N.B. – É um grande desafio escutá-los, desde logo através de organizações já presentes no terreno, por exemplo através da Cáritas. Implicando-os no processo sinodal, podemos escutá-los.
Em Portugal, também há uma boa rede de escolas católicas, uma universidade católica, com jovens ou famílias que não estão forçosamente todos os domingos nas paróquias. Como apoiar-se nessa rede? Há já movimentos ou grupos de pessoas que se encontram e que estejam, por exemplo, preocupadas com a homossexualidade? E é-lhes proposto que elas dêem o seu contributo?
Trata-se de se apoiar nas redes já existentes em ligação com essas periferias para lhes propor que recebam delas [contributos]. Muitas dessas pessoas fazem parte da Igreja. É também um modo de alargar a nossa visão, porque a Igreja sinodal é também a que dá espaço a todos os carismas e que se apoia nesses dois pilares co-essenciais: a dimensão hierárquica, a organização por território (paróquia, diocese, conferência episcopal) e a realidade dos carismas, movimentos e comunidades. Sei que em Portugal, por exemplo, o movimento católico escutista é muito forte. Será que toda essa realidade vai também contribuir com a sua voz, que será um meio de envolver muitos jovens?
O desafio é, quando se pensa a Igreja e a consulta sinodal, apoiarmo-nos nessa diversidade – incluindo os média católicos, que têm um papel a desempenhar.

7M – Nas informações do secretariado internacional, dá-se conta de uma grande diversidade de experiências que a dinâmica sinodal está a provocar em todo o mundo. Quer referir duas que a tenham tocado mais?

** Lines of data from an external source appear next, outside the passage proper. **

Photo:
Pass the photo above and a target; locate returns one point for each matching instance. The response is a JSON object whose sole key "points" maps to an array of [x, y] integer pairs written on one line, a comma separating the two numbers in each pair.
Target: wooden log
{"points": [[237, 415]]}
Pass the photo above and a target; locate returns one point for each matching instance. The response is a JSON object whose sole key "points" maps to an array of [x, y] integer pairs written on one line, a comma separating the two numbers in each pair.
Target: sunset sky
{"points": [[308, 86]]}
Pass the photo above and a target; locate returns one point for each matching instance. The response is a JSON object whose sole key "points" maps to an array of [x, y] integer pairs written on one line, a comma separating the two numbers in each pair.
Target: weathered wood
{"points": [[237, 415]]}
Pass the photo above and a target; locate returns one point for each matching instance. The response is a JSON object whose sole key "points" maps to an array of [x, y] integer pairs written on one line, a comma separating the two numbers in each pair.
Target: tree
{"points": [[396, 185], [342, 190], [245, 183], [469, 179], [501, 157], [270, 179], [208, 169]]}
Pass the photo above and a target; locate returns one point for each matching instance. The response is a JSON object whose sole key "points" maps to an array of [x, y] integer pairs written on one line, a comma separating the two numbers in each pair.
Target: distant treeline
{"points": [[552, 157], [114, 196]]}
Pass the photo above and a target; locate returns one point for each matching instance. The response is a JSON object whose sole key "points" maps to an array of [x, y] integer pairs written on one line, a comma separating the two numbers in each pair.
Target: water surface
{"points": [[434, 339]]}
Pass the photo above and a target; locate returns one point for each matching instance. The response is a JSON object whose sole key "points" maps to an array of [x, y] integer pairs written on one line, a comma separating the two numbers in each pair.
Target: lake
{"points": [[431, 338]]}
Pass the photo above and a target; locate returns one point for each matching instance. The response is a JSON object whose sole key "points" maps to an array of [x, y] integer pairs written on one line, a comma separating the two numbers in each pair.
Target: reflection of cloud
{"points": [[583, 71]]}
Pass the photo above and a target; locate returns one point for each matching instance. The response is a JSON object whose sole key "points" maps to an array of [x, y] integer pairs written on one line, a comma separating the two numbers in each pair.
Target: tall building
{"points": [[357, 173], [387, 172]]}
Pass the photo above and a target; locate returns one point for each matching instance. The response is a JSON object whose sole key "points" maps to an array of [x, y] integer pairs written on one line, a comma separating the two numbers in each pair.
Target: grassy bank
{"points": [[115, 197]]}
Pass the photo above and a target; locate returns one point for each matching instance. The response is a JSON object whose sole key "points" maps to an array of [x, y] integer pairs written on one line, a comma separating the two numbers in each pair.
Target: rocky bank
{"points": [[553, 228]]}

N.B. – Há muitas. Fiquei muito tocada com um relatório (e também ouvi directamente num webinar) sobre como envolver pessoas refugiadas, num dos maiores campos de refugiados em África, no Quénia. A partir de uma comunidade que vive no campo, em ligação também com o JRS, adaptou-se e propôs-se a consulta sinodal às pessoas refugiadas, incluindo a muçulmanos. Fiquei muito sensibilizada por este exemplo de se pôr verdadeiramente à escuta dessas pessoas.
Outro: o da consulta sinodal nas prisões, através das capelanias prisionais, que são também uma realidade. Ou da assistência espiritual nos hospitais ou nos lares de idosos…
7M – E o que se faz agora? Esperamos sentados dois anos para que o Papa escreva o documento final?
N.B. – Não… O objectivo deste sínodo é a conversão sinodal da Igreja, a esta maneira de viver a Igreja. É o trabalho de uma geração. Como se diz no último parágrafo do documento preparatório, o objectivo deste sínodo não é de produzir documentos, mas de fazer germinar sonhos, cicatrizar as feridas e voltar a dar esperança.
Deve ser um acontecimento de graça, uma experiência de renovação para um novo dinamismo missionário. E deve continuar-se, numa busca conjunta, a discernir como em cada diocese, cada movimento, cada comunidade, cada realidade eclesial – também em Portugal, em particular com este horizonte da JMJ – se pode prosseguir o caminho sinodal?
Não chega, como diz o Papa, fazer um sínodo. O que é preciso é tornar-se um sínodo: como continuo um caminho de conversão pessoal e comunitário, como me torno uma religiosa sinodal, um padre sinodal, um pai ou mãe, um leigo sinodal, um bispo sinodal – quer dizer, alguém com esse estilo de se pensar em interacção com os outros num “nós” eclesial; e a sinodalidade pretende reforçar esse “nós” e isso nunca está terminado.
7M – Mas não tendo o objectivo de produzir documentos, podemos esperar ainda documentos preparatórios?
N.B. – Claro. O Instrumentum Laboris será produzido a partir de todos os relatórios e servirá para a etapa continental: haverá delegados de todos os países. E é bom que a etapa continental seja preparada no âmbito local, para que aqueles que vão ao encontro continental se façam porta-vozes dos seus povos. Nestes dois anos, haverá uma ida e volta [permanente] entre o que se vive localmente e o que se produz no nível central.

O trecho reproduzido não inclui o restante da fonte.